Ensemble model for predicting chronic non-communicable diseases using Latin square extraction and fuzzy-artificial neural networks from 2013 to 2019

Heliyon. 2023 Nov 20;9(11):e22561. doi: 10.1016/j.heliyon.2023.e22561. eCollection 2023 Nov.

Abstract

Background: The presented study tracks the increase or decrease in the prevalence of seventeen different chronic non-communicable diseases in Serbia. This analysis considers factors such as region, age, and gender and is based on data from two national cross-sectional studies conducted in 2013 and 2019. The research aims to accurately identify the regions with the highest percentage of affected individuals, as well as their respective age and gender groups.
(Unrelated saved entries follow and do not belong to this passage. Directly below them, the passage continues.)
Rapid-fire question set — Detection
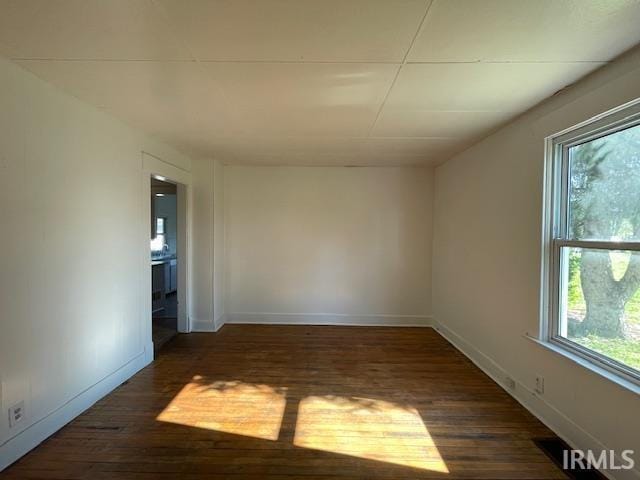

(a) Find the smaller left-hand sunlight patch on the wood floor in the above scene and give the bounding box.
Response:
[157,375,286,441]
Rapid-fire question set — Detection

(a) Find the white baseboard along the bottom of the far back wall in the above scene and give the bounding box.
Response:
[225,313,432,327]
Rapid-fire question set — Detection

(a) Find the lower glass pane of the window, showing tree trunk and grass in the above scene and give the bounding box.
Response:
[558,247,640,370]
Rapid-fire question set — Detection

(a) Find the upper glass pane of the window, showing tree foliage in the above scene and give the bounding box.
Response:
[569,125,640,241]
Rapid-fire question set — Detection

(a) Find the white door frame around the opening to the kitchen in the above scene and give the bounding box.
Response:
[140,151,193,358]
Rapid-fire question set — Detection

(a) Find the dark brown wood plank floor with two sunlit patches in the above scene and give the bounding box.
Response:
[0,325,566,480]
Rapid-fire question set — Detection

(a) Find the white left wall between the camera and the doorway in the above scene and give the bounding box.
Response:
[0,59,190,469]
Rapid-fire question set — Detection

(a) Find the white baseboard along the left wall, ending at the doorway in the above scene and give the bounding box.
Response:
[0,350,153,471]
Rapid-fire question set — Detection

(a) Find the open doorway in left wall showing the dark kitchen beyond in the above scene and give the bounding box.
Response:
[149,176,182,353]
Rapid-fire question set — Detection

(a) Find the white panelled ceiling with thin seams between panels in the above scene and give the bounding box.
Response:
[0,0,640,165]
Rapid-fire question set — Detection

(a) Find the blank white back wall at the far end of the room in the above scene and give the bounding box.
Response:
[224,166,432,323]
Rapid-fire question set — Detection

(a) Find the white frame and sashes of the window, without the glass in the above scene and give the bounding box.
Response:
[540,99,640,385]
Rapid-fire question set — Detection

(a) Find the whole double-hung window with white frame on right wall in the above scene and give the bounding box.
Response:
[543,103,640,383]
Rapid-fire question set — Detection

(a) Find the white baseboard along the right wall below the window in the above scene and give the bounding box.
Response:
[433,320,640,480]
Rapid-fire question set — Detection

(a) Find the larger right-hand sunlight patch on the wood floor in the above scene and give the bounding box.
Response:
[294,396,449,473]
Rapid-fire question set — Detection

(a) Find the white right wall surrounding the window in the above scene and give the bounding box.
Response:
[433,46,640,478]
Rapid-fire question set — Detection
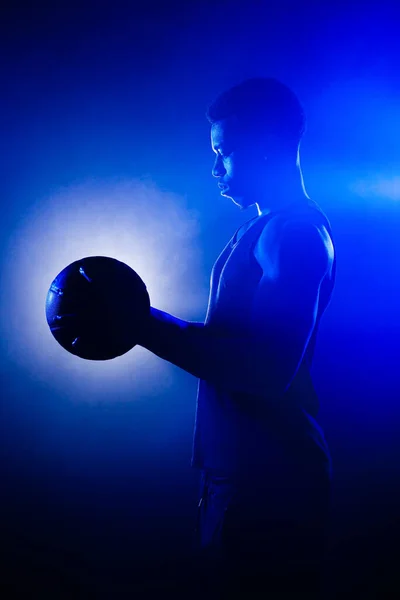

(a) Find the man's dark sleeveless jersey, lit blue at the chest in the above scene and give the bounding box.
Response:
[192,200,336,476]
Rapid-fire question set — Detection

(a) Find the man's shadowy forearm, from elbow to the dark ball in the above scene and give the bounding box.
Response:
[139,308,286,395]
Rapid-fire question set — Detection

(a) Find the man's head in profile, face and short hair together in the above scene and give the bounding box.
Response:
[207,78,305,208]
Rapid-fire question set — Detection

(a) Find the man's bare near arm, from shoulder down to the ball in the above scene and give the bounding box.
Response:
[139,218,331,397]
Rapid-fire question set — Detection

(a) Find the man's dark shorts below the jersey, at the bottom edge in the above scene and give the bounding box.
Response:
[195,472,330,600]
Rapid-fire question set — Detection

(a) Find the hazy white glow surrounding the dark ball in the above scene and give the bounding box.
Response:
[1,180,206,401]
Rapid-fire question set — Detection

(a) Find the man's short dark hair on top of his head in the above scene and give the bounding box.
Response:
[206,77,306,146]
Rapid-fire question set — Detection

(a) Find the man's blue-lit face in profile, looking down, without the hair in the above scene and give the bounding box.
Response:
[211,117,266,209]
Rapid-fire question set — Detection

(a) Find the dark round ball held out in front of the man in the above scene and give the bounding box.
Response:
[45,256,150,360]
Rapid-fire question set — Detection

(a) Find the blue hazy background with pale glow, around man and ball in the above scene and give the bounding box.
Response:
[0,0,400,598]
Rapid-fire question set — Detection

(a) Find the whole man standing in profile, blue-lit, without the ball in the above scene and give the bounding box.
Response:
[140,78,336,598]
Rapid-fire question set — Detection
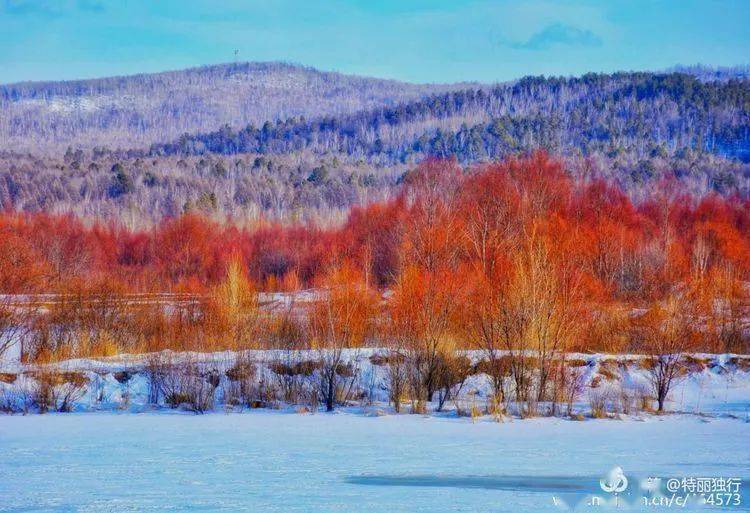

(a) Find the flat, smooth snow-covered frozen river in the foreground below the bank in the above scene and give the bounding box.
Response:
[0,410,750,513]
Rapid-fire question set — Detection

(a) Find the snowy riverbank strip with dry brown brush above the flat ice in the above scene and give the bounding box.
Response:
[0,348,750,421]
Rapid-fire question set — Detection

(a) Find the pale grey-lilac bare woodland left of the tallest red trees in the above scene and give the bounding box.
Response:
[0,149,402,227]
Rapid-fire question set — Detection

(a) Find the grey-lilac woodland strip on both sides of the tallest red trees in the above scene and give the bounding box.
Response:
[0,148,750,222]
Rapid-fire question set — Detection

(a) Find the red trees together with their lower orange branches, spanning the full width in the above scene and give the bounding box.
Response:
[0,154,750,350]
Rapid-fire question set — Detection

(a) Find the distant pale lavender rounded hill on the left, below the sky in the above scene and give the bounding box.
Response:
[0,63,468,155]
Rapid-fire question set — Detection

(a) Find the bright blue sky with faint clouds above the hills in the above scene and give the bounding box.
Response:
[0,0,750,83]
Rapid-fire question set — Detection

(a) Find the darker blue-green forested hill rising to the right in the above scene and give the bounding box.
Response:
[152,73,750,164]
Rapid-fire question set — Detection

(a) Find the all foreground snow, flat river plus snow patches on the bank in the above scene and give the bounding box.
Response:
[0,350,750,513]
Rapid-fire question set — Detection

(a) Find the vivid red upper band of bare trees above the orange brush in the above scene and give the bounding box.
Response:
[0,153,750,302]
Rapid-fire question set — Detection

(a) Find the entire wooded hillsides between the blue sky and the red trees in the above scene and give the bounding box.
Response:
[0,63,750,222]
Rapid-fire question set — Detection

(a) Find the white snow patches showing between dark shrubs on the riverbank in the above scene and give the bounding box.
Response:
[0,348,750,418]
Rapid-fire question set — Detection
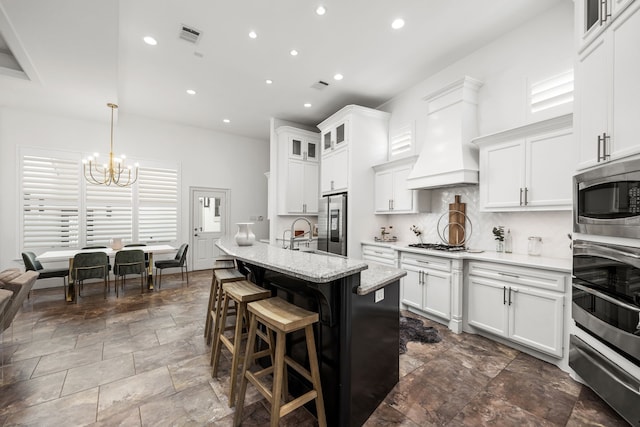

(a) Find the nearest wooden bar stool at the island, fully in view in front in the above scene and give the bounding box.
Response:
[233,297,327,427]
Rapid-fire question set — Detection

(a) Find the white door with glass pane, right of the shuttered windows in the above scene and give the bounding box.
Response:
[191,188,229,270]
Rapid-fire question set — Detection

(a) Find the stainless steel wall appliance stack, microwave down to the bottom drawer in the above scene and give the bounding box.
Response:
[569,160,640,426]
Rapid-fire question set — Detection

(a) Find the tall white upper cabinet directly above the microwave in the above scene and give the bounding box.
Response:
[575,0,640,169]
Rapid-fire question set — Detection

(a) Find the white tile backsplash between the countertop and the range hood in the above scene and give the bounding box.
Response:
[382,186,572,258]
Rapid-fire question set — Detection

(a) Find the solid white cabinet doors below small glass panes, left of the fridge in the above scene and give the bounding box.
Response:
[285,160,318,214]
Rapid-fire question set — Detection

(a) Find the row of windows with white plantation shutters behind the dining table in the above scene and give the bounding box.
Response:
[21,148,179,250]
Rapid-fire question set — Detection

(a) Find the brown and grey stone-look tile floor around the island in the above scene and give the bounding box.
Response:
[0,271,626,426]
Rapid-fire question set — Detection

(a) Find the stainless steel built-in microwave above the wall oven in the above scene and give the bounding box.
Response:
[573,159,640,238]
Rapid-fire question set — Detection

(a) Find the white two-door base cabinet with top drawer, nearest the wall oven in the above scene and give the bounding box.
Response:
[468,261,568,357]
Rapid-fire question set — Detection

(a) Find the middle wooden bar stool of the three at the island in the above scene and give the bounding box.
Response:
[211,280,272,407]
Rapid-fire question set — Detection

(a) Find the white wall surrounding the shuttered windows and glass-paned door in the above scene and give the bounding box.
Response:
[0,107,269,269]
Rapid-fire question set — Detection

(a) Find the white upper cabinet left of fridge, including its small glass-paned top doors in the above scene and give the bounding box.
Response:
[276,126,320,215]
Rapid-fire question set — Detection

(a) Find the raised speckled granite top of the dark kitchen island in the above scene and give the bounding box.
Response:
[216,236,368,283]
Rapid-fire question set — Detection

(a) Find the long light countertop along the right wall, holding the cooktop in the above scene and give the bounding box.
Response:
[362,240,572,273]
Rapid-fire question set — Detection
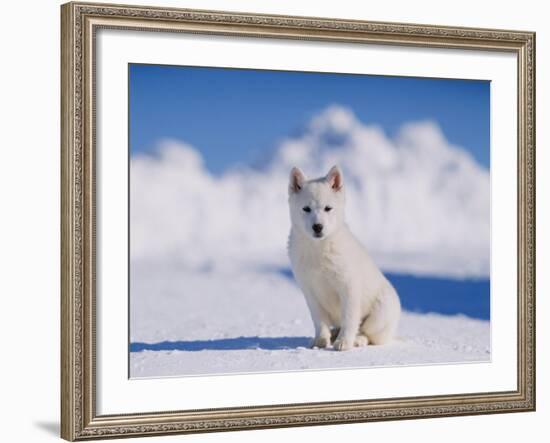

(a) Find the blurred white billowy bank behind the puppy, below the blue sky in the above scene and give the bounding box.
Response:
[131,106,490,276]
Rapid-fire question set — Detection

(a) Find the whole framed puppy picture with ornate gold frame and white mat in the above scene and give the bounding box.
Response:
[61,2,535,441]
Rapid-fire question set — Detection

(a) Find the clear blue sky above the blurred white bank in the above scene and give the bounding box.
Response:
[129,64,490,173]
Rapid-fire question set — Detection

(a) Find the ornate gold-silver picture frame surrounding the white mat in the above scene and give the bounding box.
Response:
[61,3,535,441]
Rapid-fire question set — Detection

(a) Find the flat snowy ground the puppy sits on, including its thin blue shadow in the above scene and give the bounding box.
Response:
[130,264,490,377]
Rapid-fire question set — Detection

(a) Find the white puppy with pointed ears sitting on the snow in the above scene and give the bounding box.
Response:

The ultimate goal is to facilitate organized, free preventive screenings for these population categories within a very short time-frame in the future.

Materials and methods: The study analyzed two cross-sectional studies conducted between 2013 and 2019, using data obtained from the Institute of Public Health of Serbia. Both studies involved a total of 27801 participants. The study compared the performance of Decision Tree and Support Vector Regressor models with artificial neural network (ANN) models that employed two encoding functions. The new methodology for the ANN-L36 model was based on artificial neural networks constructed using a Latin square (L36) design, incorporating Taguchi's robust design optimization.

Results: The results of the analysis from three different models have shown that cardiovascular diseases are the most prevalent illnesses among the population in Serbia, with hypertension as the leading condition in all regions, particularly among individuals aged 64 to 75 years, and more prevalent among females. In 2019, there was a decrease in the percentage of the leading disease, hypertension, compared to 2013, with a decrease from 34.0% to 32.2%. The ANN-L36 model with Fuzzy encoding function demonstrated the highest precision, achieving the smallest relative error of 0.1%.

Conclusion: To date, no studies have been conducted at the national level in Serbia to comprehensively track and identify chronic diseases in the manner proposed by this study. The model presented in this research will be implemented in practice and is set to significantly contribute to the future healthcare framework in Serbia, shaping and advancing the approach towards addressing these conditions. Furthermore, experimental evidence has shown that Taguchi's optimization approach yields the best results for identifying various chronic non-communicable diseases.

Keywords: ANN-L36-fuzzy model; Chronic non-communicable disease; Decision tree; Orthogonal vector plans; Support vector regressor.